As I was praying for this little family, another name kept coming out of my mouth and I kept having to correct myself. After doing this several times, I finally asked the Lord who this other name belonged to. He brought to my remembrance someone that used to attend. This man had only attended occasionally because of work issues. I began praying for him and after a couple of weeks, he called me, wanting to come back to church. He came to church the next Sabbath.

Another answer to prayer was on the Sabbath after our first all night prayer vigil. As I was outside after church, I saw a neighbor outside whom I had not met. He has never been outside when I have been there. I decided to go over and introduce myself, but before I could get very far, he came over to introduce himself. He proceeded to tell us that he was raised Lutheran but he no longer attends for two reasons: they don’t preach from the Bible and they no longer sing from the hymnal.

He told us that he was just telling his grandson that the Jews and the Seventh-day Adventists worship on the right day, the Sabbath. He told us, “I tell everyone that! When I’m in town I tell people about it.” I offered him the Great Controversy, and he asked for five more copies to give to his family members.
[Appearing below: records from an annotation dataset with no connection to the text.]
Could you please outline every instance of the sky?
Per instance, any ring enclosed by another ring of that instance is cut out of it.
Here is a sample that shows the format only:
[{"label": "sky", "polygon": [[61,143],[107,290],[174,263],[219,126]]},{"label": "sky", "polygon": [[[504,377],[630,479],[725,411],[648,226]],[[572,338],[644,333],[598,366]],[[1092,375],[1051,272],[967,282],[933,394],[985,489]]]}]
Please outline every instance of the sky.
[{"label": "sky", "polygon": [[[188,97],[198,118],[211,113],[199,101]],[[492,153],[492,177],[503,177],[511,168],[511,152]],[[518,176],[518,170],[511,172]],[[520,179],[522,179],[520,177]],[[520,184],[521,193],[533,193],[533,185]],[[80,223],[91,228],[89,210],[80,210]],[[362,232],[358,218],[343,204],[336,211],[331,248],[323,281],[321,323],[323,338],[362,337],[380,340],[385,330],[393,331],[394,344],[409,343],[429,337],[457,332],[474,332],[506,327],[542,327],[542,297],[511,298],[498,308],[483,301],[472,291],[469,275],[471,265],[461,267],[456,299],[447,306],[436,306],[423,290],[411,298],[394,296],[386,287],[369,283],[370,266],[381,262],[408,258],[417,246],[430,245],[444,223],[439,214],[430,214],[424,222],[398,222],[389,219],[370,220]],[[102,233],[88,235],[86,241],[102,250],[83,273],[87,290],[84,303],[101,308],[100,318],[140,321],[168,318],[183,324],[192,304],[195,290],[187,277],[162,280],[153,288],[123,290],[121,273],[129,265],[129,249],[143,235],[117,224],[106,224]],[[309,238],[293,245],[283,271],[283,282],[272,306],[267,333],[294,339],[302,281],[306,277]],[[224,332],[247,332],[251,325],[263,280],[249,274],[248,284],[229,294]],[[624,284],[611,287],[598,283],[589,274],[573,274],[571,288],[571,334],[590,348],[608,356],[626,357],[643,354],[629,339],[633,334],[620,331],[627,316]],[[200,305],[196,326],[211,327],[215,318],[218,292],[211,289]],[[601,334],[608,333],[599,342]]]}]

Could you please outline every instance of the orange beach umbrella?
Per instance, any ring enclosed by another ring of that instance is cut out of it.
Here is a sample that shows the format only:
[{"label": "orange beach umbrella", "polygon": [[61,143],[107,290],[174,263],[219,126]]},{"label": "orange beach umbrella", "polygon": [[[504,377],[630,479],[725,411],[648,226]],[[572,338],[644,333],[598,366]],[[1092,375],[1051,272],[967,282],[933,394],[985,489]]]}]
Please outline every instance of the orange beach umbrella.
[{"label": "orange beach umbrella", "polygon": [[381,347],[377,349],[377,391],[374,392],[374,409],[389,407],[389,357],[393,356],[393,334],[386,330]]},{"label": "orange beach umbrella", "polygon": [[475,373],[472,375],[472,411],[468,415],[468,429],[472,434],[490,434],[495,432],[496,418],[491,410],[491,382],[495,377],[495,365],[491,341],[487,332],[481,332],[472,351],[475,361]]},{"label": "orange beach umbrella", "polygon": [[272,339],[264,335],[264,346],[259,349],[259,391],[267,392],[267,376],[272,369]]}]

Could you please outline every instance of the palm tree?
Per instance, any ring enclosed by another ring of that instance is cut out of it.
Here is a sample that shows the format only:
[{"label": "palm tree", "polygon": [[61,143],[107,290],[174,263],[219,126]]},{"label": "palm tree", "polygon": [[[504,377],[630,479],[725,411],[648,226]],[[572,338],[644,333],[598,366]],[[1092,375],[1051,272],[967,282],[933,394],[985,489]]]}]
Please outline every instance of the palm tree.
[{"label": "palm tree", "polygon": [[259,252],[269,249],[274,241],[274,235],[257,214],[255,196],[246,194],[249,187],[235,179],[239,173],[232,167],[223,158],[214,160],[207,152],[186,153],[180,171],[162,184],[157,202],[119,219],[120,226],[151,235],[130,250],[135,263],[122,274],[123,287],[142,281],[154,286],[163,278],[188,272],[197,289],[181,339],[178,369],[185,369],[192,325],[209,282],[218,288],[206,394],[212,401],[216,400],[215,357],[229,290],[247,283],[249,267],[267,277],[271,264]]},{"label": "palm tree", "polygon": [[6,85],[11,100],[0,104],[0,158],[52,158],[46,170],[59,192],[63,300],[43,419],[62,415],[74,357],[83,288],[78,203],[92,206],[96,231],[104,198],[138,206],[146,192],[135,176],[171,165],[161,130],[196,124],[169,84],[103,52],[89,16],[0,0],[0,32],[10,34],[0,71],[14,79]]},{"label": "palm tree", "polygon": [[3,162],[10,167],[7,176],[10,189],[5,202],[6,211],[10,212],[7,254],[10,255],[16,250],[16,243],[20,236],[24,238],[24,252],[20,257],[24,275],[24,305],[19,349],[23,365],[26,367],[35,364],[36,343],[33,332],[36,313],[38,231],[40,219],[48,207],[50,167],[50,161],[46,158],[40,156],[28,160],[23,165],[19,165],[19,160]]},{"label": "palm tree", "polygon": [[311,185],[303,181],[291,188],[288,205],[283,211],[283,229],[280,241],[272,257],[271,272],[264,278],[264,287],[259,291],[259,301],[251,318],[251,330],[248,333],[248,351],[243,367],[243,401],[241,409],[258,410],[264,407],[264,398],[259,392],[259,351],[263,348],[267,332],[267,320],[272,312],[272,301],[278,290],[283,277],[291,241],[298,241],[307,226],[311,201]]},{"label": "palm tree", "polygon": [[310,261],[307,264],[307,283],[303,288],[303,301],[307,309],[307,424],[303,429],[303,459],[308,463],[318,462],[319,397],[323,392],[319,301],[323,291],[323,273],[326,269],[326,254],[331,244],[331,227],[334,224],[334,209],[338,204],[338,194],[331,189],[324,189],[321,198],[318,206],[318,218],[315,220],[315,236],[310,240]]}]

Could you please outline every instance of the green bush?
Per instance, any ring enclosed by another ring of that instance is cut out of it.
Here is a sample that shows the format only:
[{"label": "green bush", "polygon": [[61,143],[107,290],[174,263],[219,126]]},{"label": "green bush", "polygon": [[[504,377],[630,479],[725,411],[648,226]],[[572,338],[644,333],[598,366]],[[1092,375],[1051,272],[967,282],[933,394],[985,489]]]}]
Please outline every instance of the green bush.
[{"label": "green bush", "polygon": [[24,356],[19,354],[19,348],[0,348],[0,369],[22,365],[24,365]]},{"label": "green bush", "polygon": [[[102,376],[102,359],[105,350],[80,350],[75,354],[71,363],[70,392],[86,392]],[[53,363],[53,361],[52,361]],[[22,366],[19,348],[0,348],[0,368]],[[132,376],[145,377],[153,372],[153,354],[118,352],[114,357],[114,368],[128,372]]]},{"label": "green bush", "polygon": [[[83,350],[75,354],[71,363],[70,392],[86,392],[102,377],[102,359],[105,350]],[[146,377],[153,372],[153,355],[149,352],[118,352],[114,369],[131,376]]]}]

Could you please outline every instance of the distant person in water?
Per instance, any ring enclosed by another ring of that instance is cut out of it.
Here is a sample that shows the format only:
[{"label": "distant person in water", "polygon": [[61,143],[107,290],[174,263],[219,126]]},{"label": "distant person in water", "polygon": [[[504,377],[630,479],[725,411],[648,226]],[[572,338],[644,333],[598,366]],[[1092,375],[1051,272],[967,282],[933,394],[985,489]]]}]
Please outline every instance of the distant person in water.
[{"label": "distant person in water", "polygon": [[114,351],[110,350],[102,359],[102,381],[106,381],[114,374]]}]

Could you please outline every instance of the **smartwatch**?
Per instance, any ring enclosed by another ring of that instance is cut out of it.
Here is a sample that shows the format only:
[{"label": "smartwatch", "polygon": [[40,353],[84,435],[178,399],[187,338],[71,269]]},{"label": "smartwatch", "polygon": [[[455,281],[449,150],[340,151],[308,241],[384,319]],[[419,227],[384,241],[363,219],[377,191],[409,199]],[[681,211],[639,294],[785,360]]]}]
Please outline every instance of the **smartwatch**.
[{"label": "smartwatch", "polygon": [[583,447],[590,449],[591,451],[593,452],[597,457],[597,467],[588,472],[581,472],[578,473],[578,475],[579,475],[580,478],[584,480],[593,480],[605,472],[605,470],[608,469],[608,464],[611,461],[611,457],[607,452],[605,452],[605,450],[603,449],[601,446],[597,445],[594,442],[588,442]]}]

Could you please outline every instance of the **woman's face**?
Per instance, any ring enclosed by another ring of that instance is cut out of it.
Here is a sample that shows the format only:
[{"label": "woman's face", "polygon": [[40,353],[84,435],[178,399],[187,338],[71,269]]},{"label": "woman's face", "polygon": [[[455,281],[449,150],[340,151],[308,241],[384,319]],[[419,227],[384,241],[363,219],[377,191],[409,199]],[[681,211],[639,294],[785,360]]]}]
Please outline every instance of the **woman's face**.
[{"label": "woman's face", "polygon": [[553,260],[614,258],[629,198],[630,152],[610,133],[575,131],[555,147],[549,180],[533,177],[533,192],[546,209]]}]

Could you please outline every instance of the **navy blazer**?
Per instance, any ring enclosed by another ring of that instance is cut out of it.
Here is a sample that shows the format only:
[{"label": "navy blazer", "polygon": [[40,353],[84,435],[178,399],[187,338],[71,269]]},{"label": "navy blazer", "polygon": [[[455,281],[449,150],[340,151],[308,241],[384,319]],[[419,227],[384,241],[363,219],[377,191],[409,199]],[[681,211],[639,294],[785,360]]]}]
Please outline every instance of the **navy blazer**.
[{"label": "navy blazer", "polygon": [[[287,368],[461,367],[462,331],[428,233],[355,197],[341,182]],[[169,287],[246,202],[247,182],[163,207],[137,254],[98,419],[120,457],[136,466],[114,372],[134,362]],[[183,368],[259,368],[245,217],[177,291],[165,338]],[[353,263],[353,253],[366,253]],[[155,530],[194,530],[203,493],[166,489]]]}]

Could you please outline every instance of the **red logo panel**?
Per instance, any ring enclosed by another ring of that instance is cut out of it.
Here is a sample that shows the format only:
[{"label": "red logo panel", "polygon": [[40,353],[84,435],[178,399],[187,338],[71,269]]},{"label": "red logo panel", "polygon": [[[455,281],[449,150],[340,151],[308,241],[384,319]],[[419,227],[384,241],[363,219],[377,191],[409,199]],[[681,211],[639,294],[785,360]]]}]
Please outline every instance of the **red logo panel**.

It’s just amazing how when a church unites together to pray and goes above and beyond the bare minimum, God answers in a big way! We have had more guests and non-members attending in the past couple of months than we have over the past three years. We have more personal Bible studies going with people from the community than we have in the past and they all began during this season of prayer.

Prayer must be the driving force in all that we do in our personal and church life. Not a secondary thought but a driving force! We must go above and beyond in our prayer life.

In the preface to the book Prayer by Ellen G. White, we find this statement: “When God’s people pray earnestly, sincerely, individually, and collectively, God will answer. Great things will happen in and among God’s people. And the world will feel the impact as the Holy Spirit comes to equip and empower His people” (p. 1).